Be careful if you receive an email from PayPal! Hackers pretend to be the payment service in order to steal your credentials, and thus access your account as they see fit. Don’t fall into the trap!
In principle, going through a third-party payment system like PayPal guarantees never exposing your banking data (account number, IBAN, bank card number, etc.). And it is precisely this security that reassures users of this solution during their Internet transactions. No wonder the payment platform is so popular! But this popularity makes it a prime target for cybercriminals, who see it as a veritable gold mine of data just waiting to be stolen. Also, users are regularly victims of phishing, cyberattacks and scam attempts. Therefore, we recommend that you always be wary when you receive an email or text message purporting to be from PayPal. A phishing campaign is also underway, and suffice to say that it risks causing quite a few victims!
PayPal scam: a deceptive email to steal your credentials
The first sign that should alert you is the sender’s address, which is a bogus Gmail address. But some people may not pay attention to it, reassured by the content of the message, which uses exactly the same graphic charter as PayPal, for a most convincing rendering. The message uses a classic social engineering technique, announcing that a fairly substantial payment authorization is in progress. “You have authorized a payment of € 120.99 EUR at Xroom”, can we read for example in an e-mail. The goal is to create a sense of panic and urgency to prevent you from thinking straight and gaining perspective. Obviously, like any good phishing attempt, the message contains a suspicious link, supposed to direct you to the transaction link. Surprise: this is indeed a legitimate link, which redirects you to a real PayPal login page, and not to a fake version of the site. Reassured, you let your guard down. And that’s where the trap closes. You are prompted to click a cancel transaction button, which actually redirects you to a phishing page. Above, you will enter your PayPal credentials, which will instantly deliver you to hackers.

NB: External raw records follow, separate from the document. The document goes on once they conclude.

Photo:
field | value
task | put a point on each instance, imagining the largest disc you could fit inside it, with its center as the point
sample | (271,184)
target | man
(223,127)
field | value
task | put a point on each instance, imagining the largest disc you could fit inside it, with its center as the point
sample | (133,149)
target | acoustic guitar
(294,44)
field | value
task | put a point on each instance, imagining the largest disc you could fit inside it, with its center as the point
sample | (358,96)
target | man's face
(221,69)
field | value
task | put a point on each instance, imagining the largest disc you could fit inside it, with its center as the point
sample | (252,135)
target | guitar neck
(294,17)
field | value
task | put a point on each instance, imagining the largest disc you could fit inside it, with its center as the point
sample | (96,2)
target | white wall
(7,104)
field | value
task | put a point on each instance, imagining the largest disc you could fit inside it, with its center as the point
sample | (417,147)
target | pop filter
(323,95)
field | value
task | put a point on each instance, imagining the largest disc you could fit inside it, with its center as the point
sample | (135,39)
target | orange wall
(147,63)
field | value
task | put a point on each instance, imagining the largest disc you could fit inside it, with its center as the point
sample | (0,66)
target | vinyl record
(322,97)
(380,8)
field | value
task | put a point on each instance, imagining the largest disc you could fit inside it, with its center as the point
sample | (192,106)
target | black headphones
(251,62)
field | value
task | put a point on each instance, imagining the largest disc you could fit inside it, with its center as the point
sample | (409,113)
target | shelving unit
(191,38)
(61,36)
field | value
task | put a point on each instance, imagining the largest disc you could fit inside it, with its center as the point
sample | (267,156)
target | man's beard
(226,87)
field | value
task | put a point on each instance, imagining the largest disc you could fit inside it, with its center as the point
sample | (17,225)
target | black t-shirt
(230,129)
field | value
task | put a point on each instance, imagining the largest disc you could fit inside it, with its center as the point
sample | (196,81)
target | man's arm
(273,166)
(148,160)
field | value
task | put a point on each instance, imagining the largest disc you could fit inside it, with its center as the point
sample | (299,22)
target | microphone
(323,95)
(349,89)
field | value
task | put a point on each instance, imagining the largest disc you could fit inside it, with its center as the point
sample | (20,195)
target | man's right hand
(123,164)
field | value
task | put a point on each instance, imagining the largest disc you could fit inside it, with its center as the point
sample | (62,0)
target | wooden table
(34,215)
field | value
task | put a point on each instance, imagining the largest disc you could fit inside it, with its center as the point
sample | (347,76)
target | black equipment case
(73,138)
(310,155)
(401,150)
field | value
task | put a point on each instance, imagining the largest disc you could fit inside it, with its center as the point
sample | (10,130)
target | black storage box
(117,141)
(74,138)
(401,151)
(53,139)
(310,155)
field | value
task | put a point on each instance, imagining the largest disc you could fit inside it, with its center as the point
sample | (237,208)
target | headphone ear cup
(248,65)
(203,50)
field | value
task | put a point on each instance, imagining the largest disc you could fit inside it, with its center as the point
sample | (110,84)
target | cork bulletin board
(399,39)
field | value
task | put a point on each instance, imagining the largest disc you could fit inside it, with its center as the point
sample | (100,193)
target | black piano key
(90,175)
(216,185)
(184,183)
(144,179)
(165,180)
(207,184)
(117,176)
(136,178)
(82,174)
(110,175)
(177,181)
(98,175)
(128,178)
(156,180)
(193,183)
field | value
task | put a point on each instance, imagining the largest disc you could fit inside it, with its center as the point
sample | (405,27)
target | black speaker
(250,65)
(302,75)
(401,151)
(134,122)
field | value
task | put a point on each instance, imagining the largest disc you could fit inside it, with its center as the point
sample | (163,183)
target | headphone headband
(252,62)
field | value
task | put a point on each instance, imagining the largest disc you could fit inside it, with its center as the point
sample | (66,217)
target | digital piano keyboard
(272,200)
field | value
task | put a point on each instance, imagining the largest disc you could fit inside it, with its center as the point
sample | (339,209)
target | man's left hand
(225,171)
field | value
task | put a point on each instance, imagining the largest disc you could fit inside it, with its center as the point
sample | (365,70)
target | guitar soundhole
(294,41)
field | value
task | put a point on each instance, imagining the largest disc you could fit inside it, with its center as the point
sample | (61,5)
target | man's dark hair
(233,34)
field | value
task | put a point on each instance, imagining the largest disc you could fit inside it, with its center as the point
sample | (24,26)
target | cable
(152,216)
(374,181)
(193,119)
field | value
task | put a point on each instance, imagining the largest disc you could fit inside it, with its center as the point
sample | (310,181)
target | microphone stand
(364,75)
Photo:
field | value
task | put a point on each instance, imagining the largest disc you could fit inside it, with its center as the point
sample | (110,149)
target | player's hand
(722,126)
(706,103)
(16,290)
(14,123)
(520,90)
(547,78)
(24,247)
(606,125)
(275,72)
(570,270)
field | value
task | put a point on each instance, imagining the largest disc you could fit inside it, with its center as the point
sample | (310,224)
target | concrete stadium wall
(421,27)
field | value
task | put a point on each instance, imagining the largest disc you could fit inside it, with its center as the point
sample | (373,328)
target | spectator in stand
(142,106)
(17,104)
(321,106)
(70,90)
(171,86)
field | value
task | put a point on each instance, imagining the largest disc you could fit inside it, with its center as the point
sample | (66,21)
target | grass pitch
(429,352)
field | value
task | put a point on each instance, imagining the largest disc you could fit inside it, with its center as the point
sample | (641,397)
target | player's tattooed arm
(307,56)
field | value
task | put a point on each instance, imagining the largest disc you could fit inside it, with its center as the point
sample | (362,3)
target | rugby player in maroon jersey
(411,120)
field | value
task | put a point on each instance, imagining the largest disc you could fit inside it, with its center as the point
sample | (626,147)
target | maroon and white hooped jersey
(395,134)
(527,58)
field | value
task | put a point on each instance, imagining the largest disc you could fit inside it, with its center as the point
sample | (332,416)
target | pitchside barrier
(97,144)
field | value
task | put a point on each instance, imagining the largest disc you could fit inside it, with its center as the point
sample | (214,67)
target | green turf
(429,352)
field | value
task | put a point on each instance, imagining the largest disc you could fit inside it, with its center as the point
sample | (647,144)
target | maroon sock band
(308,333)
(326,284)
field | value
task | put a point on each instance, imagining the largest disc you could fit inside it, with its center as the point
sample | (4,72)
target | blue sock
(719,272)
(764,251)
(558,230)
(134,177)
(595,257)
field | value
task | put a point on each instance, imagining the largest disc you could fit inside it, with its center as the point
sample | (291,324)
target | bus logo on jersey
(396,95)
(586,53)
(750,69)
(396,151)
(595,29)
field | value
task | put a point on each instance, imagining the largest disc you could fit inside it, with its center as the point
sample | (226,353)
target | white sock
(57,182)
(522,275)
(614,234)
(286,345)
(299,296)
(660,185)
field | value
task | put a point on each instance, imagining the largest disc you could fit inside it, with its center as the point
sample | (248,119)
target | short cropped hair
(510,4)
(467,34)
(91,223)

PayPal phishing attempt (@PayPalFrance), very well done.
The email is sent to the usual PayPal account address. As mine is connected to a CB powered on demand, I know that the email is fake. But I unfold to see pic.twitter.com/zJXbA2D601— Alexandre Lenoir (@alex_lenoir) February 15, 2024
Also, be wary of emails supposedly coming from PayPal but sent from a Gmail address or other email services, informing you of receipt of payment via PayPal, or asking you to send a tracking number to PayPal to retrieve your money. If any of the above situations arise for you – and PayPal itself says so – end the communication immediately. To ensure that you have received your payment in the event that you make sales on classified ad sites (Leboncoin, eBay, Vinted…), always check your “Activity” section of your personal account. If the payment does not appear in your PayPal account, do not ship the item. If you have already shipped it, contact the shipping company as soon as possible to stop the delivery. If you ever come across a suspicious email or site, you should send it to [email protected].